In November 1992 the team travelled to New York to perform the first US EVAR following an invitation from Frank Veith and Michael Marin. Their patient was very challenging (obese and oxygen dependent) and we were given a very primitive imaging technology for the procedure. Before we started the procedure the anaesthesiologist informed us that the patient was too sick for general anaesthesia and even for epidural anaesthesia and that we could only proceed with surgery under local anaesthesia. Once again Parodi showed that he had the knowledge, determination and courage required to move forward in order to accomplish his goal. The procedure went well and the patient was sent home without complications and lived for several years with an excluded aneurysm.

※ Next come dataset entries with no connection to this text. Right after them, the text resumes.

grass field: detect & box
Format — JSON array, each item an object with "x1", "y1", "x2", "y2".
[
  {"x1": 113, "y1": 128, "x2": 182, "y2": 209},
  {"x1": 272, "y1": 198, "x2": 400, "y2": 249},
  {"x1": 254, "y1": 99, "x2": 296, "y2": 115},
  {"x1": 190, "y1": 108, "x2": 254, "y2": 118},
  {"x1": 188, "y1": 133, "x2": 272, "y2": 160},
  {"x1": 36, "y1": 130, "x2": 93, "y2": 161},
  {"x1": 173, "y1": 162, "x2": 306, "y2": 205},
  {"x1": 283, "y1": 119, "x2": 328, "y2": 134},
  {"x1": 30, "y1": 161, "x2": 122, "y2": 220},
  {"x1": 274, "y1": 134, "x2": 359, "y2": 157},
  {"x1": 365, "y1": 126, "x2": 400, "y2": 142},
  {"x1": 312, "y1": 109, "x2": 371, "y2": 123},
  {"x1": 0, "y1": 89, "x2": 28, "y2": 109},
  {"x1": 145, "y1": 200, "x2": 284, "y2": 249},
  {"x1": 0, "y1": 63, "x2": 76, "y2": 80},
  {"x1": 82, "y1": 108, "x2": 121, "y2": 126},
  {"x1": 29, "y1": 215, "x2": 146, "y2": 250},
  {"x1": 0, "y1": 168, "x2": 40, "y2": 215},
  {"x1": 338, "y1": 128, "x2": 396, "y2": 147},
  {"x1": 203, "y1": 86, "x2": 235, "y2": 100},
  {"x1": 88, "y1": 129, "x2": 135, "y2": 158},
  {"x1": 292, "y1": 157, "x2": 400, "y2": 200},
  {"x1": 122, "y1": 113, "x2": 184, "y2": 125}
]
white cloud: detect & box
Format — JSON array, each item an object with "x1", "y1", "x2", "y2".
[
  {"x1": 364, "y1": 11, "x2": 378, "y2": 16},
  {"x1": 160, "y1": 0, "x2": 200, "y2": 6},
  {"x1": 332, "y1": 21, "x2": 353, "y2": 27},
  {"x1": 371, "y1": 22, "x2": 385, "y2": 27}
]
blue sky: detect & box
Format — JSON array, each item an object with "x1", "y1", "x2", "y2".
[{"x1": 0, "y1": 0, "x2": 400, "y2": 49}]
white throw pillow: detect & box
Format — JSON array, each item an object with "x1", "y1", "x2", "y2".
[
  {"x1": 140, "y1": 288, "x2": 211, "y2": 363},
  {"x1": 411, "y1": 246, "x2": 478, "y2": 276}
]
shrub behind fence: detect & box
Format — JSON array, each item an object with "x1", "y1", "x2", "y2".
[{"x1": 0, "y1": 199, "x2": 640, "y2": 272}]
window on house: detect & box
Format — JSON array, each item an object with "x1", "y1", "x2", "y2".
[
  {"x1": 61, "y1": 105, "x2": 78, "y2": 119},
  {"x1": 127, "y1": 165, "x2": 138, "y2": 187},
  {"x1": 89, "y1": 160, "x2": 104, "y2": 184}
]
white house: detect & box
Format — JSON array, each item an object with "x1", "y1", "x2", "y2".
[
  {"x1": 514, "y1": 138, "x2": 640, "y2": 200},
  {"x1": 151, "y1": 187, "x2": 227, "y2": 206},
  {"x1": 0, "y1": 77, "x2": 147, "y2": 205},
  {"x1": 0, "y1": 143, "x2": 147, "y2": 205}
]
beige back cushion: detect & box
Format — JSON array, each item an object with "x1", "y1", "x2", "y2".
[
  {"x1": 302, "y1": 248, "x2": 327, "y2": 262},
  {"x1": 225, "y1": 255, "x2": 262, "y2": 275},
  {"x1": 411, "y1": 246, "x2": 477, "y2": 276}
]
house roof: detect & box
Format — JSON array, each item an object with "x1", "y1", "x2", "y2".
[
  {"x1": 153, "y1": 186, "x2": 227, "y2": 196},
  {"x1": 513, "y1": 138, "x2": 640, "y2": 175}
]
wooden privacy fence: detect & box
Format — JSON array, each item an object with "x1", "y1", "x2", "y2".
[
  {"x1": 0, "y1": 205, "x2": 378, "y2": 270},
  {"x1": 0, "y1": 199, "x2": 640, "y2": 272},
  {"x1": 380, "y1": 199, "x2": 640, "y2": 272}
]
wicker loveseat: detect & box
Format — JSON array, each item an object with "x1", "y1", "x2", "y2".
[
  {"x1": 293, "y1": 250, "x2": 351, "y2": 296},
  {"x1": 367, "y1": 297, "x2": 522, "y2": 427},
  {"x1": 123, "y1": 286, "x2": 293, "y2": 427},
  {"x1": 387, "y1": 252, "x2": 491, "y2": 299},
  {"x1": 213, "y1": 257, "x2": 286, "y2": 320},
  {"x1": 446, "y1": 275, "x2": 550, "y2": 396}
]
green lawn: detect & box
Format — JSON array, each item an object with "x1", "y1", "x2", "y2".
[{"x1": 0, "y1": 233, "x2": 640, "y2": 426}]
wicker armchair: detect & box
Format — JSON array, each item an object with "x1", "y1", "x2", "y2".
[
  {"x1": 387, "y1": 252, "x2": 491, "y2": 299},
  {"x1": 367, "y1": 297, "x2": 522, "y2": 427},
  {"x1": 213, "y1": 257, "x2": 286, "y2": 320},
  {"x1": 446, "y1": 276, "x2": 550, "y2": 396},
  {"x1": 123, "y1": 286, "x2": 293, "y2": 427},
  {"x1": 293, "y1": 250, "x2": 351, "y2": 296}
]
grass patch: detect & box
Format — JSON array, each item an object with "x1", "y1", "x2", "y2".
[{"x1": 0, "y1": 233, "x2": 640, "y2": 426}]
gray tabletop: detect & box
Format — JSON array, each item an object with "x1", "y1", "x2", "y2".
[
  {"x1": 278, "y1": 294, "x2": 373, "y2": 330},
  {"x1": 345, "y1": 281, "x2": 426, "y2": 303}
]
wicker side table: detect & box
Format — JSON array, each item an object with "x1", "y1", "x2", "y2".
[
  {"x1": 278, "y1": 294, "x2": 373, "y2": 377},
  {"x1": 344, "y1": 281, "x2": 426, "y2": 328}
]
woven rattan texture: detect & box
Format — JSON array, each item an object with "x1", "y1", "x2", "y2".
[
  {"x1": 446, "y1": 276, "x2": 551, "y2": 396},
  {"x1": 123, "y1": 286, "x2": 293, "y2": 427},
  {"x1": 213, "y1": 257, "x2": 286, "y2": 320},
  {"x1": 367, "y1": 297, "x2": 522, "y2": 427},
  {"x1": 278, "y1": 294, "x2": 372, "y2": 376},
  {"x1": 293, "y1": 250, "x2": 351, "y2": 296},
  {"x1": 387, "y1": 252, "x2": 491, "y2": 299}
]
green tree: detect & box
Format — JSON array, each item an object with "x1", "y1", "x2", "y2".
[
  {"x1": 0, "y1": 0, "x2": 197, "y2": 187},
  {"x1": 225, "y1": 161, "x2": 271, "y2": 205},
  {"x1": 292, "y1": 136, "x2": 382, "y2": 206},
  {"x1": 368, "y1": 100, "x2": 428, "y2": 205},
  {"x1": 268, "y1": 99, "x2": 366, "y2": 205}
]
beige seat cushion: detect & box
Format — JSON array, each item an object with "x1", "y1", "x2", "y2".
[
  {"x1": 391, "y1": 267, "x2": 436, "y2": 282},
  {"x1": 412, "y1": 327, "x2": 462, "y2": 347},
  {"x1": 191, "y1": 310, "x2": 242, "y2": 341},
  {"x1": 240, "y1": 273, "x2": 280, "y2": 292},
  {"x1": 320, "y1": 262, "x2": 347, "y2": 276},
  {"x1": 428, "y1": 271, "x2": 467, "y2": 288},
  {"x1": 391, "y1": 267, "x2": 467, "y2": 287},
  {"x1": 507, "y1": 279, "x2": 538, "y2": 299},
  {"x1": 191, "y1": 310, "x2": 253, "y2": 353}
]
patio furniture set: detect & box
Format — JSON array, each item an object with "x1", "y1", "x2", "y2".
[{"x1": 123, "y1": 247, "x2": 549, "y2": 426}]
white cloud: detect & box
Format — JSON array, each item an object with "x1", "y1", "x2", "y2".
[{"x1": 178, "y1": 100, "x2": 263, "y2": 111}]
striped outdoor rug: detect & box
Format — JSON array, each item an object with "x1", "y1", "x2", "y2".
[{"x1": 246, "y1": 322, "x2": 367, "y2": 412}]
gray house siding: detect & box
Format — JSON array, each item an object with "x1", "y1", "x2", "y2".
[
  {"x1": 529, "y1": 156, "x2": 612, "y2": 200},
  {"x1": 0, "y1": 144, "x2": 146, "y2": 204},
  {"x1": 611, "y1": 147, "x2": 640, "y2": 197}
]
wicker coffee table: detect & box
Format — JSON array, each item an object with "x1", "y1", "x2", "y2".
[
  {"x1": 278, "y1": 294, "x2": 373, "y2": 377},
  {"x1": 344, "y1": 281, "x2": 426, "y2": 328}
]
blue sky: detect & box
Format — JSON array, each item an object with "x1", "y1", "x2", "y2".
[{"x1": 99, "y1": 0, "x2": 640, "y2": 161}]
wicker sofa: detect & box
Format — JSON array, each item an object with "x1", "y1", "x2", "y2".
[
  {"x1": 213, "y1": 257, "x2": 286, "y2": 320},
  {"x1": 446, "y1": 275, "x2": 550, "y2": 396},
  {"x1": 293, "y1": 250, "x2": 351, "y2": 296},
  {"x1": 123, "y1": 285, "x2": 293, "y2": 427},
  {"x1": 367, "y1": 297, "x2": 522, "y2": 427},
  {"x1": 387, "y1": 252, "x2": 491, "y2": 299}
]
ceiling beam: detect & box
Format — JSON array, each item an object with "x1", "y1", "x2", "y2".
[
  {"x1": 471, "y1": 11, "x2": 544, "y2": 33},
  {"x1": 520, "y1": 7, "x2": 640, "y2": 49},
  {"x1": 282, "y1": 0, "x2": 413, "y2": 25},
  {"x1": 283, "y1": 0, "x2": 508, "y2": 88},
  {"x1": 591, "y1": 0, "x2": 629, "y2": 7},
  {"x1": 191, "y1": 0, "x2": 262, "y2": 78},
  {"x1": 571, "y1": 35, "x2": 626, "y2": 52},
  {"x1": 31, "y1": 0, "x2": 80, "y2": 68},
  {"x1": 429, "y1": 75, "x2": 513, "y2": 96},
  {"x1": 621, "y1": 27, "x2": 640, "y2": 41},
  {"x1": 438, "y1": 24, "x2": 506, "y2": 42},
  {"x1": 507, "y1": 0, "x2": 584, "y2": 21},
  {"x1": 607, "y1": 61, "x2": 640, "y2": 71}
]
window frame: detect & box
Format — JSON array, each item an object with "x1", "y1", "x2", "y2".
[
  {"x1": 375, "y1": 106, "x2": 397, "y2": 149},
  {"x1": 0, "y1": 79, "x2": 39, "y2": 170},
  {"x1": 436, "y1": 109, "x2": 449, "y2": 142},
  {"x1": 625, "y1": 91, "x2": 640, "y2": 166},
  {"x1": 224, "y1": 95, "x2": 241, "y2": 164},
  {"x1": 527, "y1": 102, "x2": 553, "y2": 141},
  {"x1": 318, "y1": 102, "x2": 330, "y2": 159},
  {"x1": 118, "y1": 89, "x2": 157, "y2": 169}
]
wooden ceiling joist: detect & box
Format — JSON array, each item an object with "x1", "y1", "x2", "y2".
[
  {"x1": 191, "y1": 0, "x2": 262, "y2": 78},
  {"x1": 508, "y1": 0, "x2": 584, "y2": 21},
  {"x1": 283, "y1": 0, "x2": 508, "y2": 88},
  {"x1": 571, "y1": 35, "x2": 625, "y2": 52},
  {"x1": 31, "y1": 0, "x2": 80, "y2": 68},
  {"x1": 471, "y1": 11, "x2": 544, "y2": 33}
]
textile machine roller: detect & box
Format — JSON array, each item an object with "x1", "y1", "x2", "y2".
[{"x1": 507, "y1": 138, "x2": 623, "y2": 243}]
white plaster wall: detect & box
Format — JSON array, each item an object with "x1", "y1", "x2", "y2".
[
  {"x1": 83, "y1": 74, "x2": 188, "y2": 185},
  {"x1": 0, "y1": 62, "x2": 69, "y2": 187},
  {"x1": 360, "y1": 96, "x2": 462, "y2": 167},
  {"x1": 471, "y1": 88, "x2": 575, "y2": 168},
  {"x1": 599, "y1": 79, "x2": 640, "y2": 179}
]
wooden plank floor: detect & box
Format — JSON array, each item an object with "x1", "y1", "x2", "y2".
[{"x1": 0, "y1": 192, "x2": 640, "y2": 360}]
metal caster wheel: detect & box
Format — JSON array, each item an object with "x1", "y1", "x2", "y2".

During the years that followed, significant contributions were made by many other physicians from different specialties including vascular surgery, interventional radiology, cardiothoracic surgery and interventional cardiology, culminating in the high level of technology that today allows us to treat close to 80% of patients with thoracic and abdominal aortic aneurysm using the endovascular technique. Early on, most of the centres had vascular surgeons with limited or no experience in endovascular techniques who teamed up with interventional radiologists or cardiologists. These multidisciplinary collaborations have been very productive but unfortunately have not continued among many physician groups who have engaged in negative turf battles.
In my case, I continue to enjoy long discussions on the phone with Parodi on how to improve existing technology or create something new, and the group I work with at the Medical University of South Carolina experiences continued success because of our strong multispecialty collaboration. In 1996 Parodi encouraged me to restart the carotid angioplasty programme, and he came up with the idea of flow reversal to protect the brain during carotid artery stenting: one more brilliant idea to allow safe treatment for high-risk patients, in this case with carotid disease. He continues to fine tune his own discoveries to the benefit of patients everywhere and those of us who treat them.